La nuit où Lady Diana est morte (Article du Progrès)

27
Aoû
2017

La nuit de l’accident de Lady Di, il y a 20 ans, Pierre-Alain Muet était en faction à Matignon. Pour la première fois, il relate ses souvenirs de ces instants de crise, dont il a consigné la chronique dans le cahier de permanence.

Par Francis Brochet - 27 août 2017 (Progrès de Lyon et quotidiens régionaux du grand est)

Le cahier de permanence de Matignon du dimanche 21 août, ici reproduit - Photo DR

« 1 h 30 Le cabinet du préfet m’informe de l’accident grave survenu à l’Alma à Lady Diana. » Nous sommes la nuit du samedi 30 au dimanche 31 août 1997. Pierre-Alain Muet, conseiller économique du Premier ministre Lionel Jospin, écrit ces lignes dans le cahier de permanence de Matignon. Les premières d’une très longue nuit... Le conseiller avait commencé à s’assoupir, dans l’appartement de la rue Vanneau, près de Matignon, mis à disposition du permanencier.

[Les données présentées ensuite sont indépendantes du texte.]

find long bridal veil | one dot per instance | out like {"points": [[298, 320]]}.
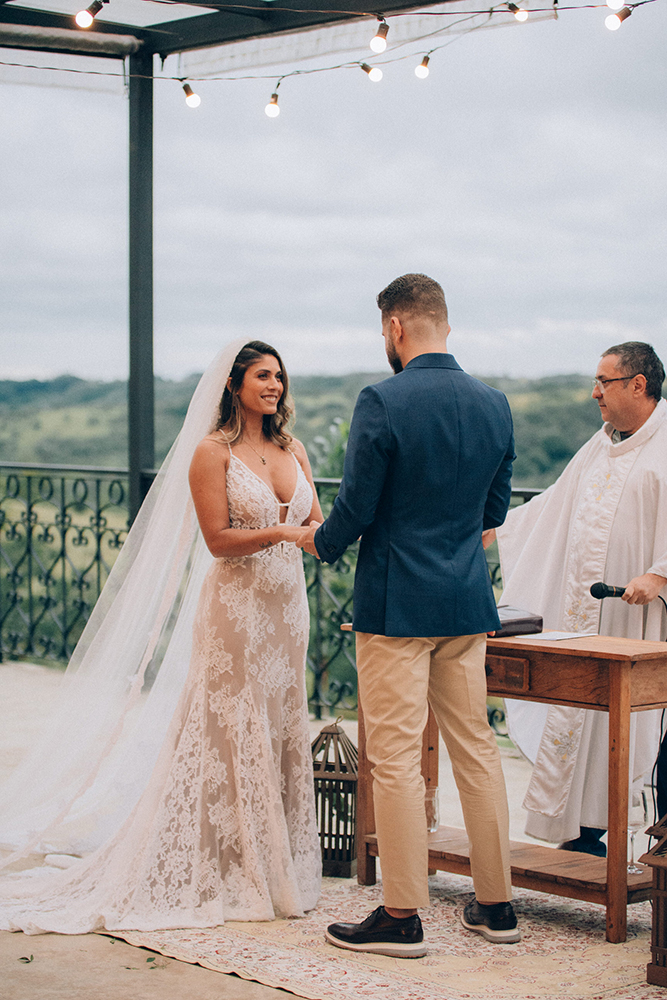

La gestion du débarquement d’un commando d’indépendantistes d’Anjouan à Mayotte avait déjà bien occupé sa soirée. Et sa première réaction, après la nouvelle de l’accident de l’Alma, est de retourner se coucher. Son épouse, Simone Muet, l’en dissuade aussitôt : responsable de la communication internationale chez France Telecom, elle a saisi le caractère exceptionnel de l’information. « Diana était une icône, ça ne pouvait pas être qu’un accident de la circulation ! »

300 ou 400 coups de téléphone

Pierre-Alain Muet dispose d’un premier bilan de santé de la blessée, qu’il consigne dans le cahier : « Traumatisme crânien, coma vigile, fracture de l’épaule et du bras droit. Traumatisme thoracique et abdominal ». L’accident est survenu à 0 h 25. À 0 h 27, Samu et pompiers de Paris ont été prévenus. Ils ont constaté la mort de Dodi Al-Fayed, le compagnon de la princesse, puis celle du chauffeur. L’état de Lady Diana est si grave qu’ils décident de la soigner sur place.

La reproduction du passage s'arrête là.